The selected candidate will support quality control and analytical laboratory activities associated with pharmaceutical manufacturing and GMP systems. Responsibilities include performing analytical testing and laboratory operations, maintaining QC records and GMP documentation, operating analytical instruments such as HPLC, GC, UV, and dissolution systems, coordinating with QA and production teams for operational support activities, monitoring testing parameters and laboratory workflows, ensuring adherence to SOP procedures and regulatory standards, preparing laboratory reports and operational documentation, assisting in troubleshooting and QC coordination workflows, participating in stability studies and validation activities, and supporting continuous improvement initiatives related to pharmaceutical quality systems and laboratory operations.

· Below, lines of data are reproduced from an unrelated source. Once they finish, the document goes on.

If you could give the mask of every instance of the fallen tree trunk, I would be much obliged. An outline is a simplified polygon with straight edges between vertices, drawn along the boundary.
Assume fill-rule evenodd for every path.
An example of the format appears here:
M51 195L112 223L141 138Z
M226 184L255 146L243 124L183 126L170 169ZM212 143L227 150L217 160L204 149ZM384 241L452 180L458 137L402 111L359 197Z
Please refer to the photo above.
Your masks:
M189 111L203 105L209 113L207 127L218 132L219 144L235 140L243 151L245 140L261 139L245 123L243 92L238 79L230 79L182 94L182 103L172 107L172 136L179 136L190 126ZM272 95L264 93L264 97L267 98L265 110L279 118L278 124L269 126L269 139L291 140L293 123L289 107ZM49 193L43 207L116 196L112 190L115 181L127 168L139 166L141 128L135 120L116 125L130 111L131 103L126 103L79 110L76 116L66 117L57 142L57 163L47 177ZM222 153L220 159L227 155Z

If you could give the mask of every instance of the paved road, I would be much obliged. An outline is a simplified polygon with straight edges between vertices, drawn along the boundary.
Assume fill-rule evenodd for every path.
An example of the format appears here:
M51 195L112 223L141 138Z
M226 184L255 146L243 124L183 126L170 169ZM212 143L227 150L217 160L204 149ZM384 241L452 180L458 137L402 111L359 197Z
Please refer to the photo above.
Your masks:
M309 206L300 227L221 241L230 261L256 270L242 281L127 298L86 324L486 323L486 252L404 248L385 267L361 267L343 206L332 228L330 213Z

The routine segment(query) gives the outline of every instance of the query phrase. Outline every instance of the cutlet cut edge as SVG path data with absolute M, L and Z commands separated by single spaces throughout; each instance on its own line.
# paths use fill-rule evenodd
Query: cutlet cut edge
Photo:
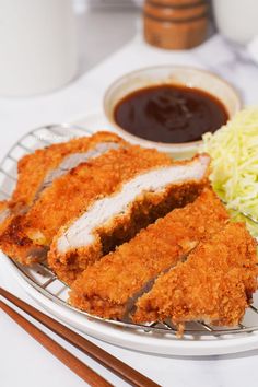
M 201 168 L 195 174 L 195 164 L 198 165 L 198 162 Z M 187 179 L 189 183 L 202 180 L 207 176 L 209 163 L 210 159 L 208 155 L 200 155 L 191 160 L 188 165 L 187 163 L 174 164 L 167 167 L 152 168 L 152 171 L 139 174 L 133 179 L 124 184 L 120 191 L 96 200 L 86 212 L 82 213 L 80 218 L 73 221 L 56 241 L 58 253 L 67 254 L 71 249 L 83 248 L 94 243 L 94 230 L 97 228 L 99 224 L 104 225 L 110 221 L 110 219 L 119 216 L 120 213 L 126 213 L 128 207 L 143 191 L 159 192 L 165 189 L 166 186 L 185 184 Z M 171 177 L 173 173 L 175 175 L 176 173 L 178 174 L 178 176 L 174 177 L 174 181 Z M 161 178 L 163 179 L 162 185 L 160 184 Z M 120 206 L 118 206 L 117 202 Z M 112 212 L 110 209 L 115 209 L 115 212 Z M 102 214 L 101 219 L 98 219 L 99 213 Z M 90 219 L 92 219 L 92 221 L 90 221 Z M 86 227 L 85 222 L 87 222 L 90 226 Z

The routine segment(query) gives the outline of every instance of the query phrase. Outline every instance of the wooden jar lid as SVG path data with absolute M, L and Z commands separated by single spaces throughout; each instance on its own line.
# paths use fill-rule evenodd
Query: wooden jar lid
M 144 37 L 154 46 L 186 49 L 201 44 L 207 34 L 208 4 L 203 0 L 146 0 Z

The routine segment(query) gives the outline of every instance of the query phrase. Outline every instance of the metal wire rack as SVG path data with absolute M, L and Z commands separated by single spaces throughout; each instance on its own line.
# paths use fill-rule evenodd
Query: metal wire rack
M 32 153 L 35 149 L 48 146 L 52 143 L 68 141 L 71 138 L 80 136 L 90 136 L 91 132 L 75 125 L 48 125 L 32 130 L 21 138 L 21 140 L 9 151 L 0 164 L 0 200 L 8 199 L 16 183 L 16 164 L 25 154 Z M 109 320 L 87 313 L 78 310 L 68 304 L 69 288 L 61 282 L 46 263 L 37 263 L 33 267 L 23 267 L 13 262 L 23 279 L 28 282 L 36 291 L 51 300 L 54 303 L 66 306 L 78 314 L 82 314 L 91 320 L 102 321 L 109 325 L 119 326 L 125 329 L 134 329 L 142 335 L 161 333 L 175 337 L 177 328 L 171 320 L 161 322 L 153 321 L 145 325 L 132 324 L 128 320 Z M 233 329 L 218 328 L 202 321 L 189 322 L 186 325 L 184 338 L 200 339 L 201 337 L 222 338 L 228 335 L 247 335 L 258 330 L 258 296 L 255 295 L 251 304 L 245 315 L 243 324 Z

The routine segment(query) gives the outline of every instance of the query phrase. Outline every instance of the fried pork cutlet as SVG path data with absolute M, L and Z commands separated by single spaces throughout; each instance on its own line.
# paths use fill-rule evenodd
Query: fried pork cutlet
M 81 163 L 56 178 L 25 215 L 12 220 L 0 236 L 2 250 L 24 265 L 46 257 L 58 230 L 93 201 L 139 172 L 167 165 L 172 165 L 167 155 L 129 145 Z
M 12 201 L 31 206 L 55 178 L 122 144 L 126 142 L 115 133 L 99 131 L 25 155 L 17 164 L 19 179 Z
M 17 164 L 17 184 L 12 198 L 0 212 L 0 232 L 16 214 L 24 214 L 44 189 L 82 162 L 97 157 L 112 149 L 126 145 L 118 136 L 98 132 L 66 143 L 54 144 L 22 157 Z M 0 209 L 1 211 L 1 209 Z
M 133 320 L 235 326 L 257 289 L 256 263 L 256 243 L 244 223 L 228 223 L 156 280 L 138 301 Z
M 8 201 L 0 201 L 0 233 L 5 227 L 7 219 L 10 216 Z
M 121 319 L 162 271 L 184 260 L 201 238 L 227 220 L 215 194 L 204 189 L 194 203 L 159 219 L 89 267 L 72 284 L 71 304 L 93 315 Z
M 89 263 L 129 241 L 141 228 L 184 207 L 207 184 L 209 156 L 149 168 L 126 179 L 109 196 L 97 199 L 54 239 L 49 266 L 71 283 Z

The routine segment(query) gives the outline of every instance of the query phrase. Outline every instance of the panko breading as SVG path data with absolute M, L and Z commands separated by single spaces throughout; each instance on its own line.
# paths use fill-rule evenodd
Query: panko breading
M 54 144 L 25 155 L 17 163 L 17 183 L 4 213 L 0 213 L 0 233 L 15 215 L 24 214 L 55 178 L 67 174 L 82 162 L 97 157 L 126 142 L 109 132 L 97 132 L 66 143 Z
M 228 223 L 156 280 L 138 301 L 133 320 L 236 326 L 257 289 L 256 263 L 256 242 L 245 224 Z
M 194 201 L 207 184 L 209 161 L 209 156 L 199 155 L 154 166 L 124 180 L 114 194 L 99 198 L 60 228 L 48 255 L 49 266 L 59 278 L 72 282 L 141 228 Z
M 24 265 L 42 259 L 60 226 L 92 201 L 112 194 L 140 171 L 171 164 L 167 155 L 137 145 L 110 150 L 80 164 L 56 178 L 25 215 L 15 216 L 0 237 L 2 250 Z
M 10 216 L 11 211 L 9 209 L 9 203 L 7 200 L 0 201 L 0 234 L 4 230 L 7 220 Z
M 19 178 L 11 201 L 14 204 L 19 203 L 19 207 L 32 206 L 35 198 L 39 196 L 45 186 L 52 181 L 55 176 L 60 176 L 79 165 L 80 162 L 85 162 L 120 144 L 126 144 L 126 142 L 115 133 L 103 131 L 91 137 L 82 137 L 39 149 L 25 155 L 17 164 Z M 75 159 L 72 160 L 71 155 Z M 63 163 L 64 161 L 67 163 Z
M 93 315 L 121 319 L 150 281 L 184 259 L 227 220 L 215 194 L 204 189 L 194 203 L 159 219 L 89 267 L 72 284 L 71 304 Z

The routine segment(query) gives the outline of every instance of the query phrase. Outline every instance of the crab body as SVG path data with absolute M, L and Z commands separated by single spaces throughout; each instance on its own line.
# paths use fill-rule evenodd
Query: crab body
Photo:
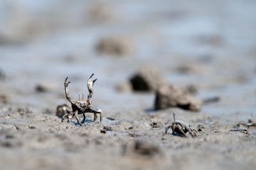
M 172 127 L 172 134 L 180 136 L 182 137 L 188 137 L 187 133 L 189 132 L 193 138 L 198 136 L 198 132 L 194 129 L 191 128 L 189 124 L 182 120 L 175 120 L 175 115 L 173 113 L 173 122 L 171 125 L 168 125 L 165 128 L 164 133 L 166 134 L 168 130 Z
M 88 98 L 86 99 L 83 99 L 83 98 L 82 99 L 79 99 L 76 101 L 72 101 L 71 98 L 69 96 L 68 92 L 68 84 L 70 81 L 68 81 L 68 77 L 66 78 L 64 83 L 65 86 L 65 92 L 66 94 L 66 98 L 69 103 L 71 104 L 72 106 L 72 111 L 67 113 L 64 114 L 62 117 L 61 122 L 63 122 L 65 119 L 68 119 L 68 122 L 70 121 L 70 119 L 73 117 L 76 117 L 77 124 L 80 125 L 82 124 L 80 123 L 80 121 L 78 118 L 77 115 L 80 114 L 83 114 L 84 116 L 84 118 L 83 120 L 83 122 L 84 122 L 86 120 L 85 113 L 92 113 L 94 114 L 94 122 L 97 120 L 97 114 L 100 115 L 100 122 L 102 119 L 102 111 L 100 109 L 92 108 L 92 97 L 93 94 L 93 87 L 94 82 L 97 80 L 97 79 L 92 80 L 92 77 L 93 76 L 94 74 L 92 74 L 91 76 L 87 81 L 87 87 L 89 91 L 89 95 L 88 96 Z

This role offers valuable exposure to pharmaceutical laboratory systems, analytical testing workflows, GMP-regulated operations, quality coordination activities, validation systems, and industrial pharmaceutical environments within a reputed organization. Professionals interested in pharmaceutical quality control careers can strengthen their technical and operational expertise through this opportunity.
Location
Pithampur, Madhya Pradesh, India
Employment Type
Full-time
Salary
Best in Industry
Experience Required
7 to 9 Years
About Ajanta Pharma Ltd.
Ajanta Pharma Ltd. operates in the pharmaceutical industry specializing in pharmaceutical manufacturing systems, analytical laboratory operations, GMP workflows, healthcare product manufacturing, and regulated pharmaceutical services.
Key Responsibilities
Perform analytical testing and quality control activities.
Operate laboratory instruments including HPLC and GC systems.
Maintain QC records and GMP documentation.
Coordinate with QA and production teams.
Monitor testing parameters and laboratory workflows.
Ensure adherence to SOP procedures and regulatory standards.
Prepare laboratory reports and operational documentation.
Support troubleshooting and QC coordination workflows.
Participate in stability studies and validation activities.
Assist in continuous improvement of quality systems.
Required Skills
Strong knowledge of pharmaceutical QC operations.
Understanding of analytical instrumentation and laboratory systems.
Knowledge of GMP and regulatory compliance workflows.
Experience in HPLC, GC, UV, and dissolution testing.
Good analytical and problem-solving abilities.
Strong communication and teamwork skills.
Knowledge of SOP procedures and QC documentation.
Ability to manage laboratory schedules and workflows.
Attention to testing accuracy and compliance standards.
Adaptability to regulated pharmaceutical environments.
Educational Qualification
B.Sc / M.Sc
Industry
Pharmaceutical
Why Join Ajanta Pharma Ltd.?
Ajanta Pharma Ltd. offers professionals opportunities to work in advanced pharmaceutical laboratory environments with exposure to analytical systems, GMP workflows, quality operations, and regulated pharmaceutical manufacturing activities.
How to Apply
Interested candidates can apply through ACKJOBS for this QC Executive opportunity by submitting their updated resume and relevant documents.
Check our website — www.ackjobs.com — regularly for the latest updates in the job market. Join our WhatsApp and social media groups from the website.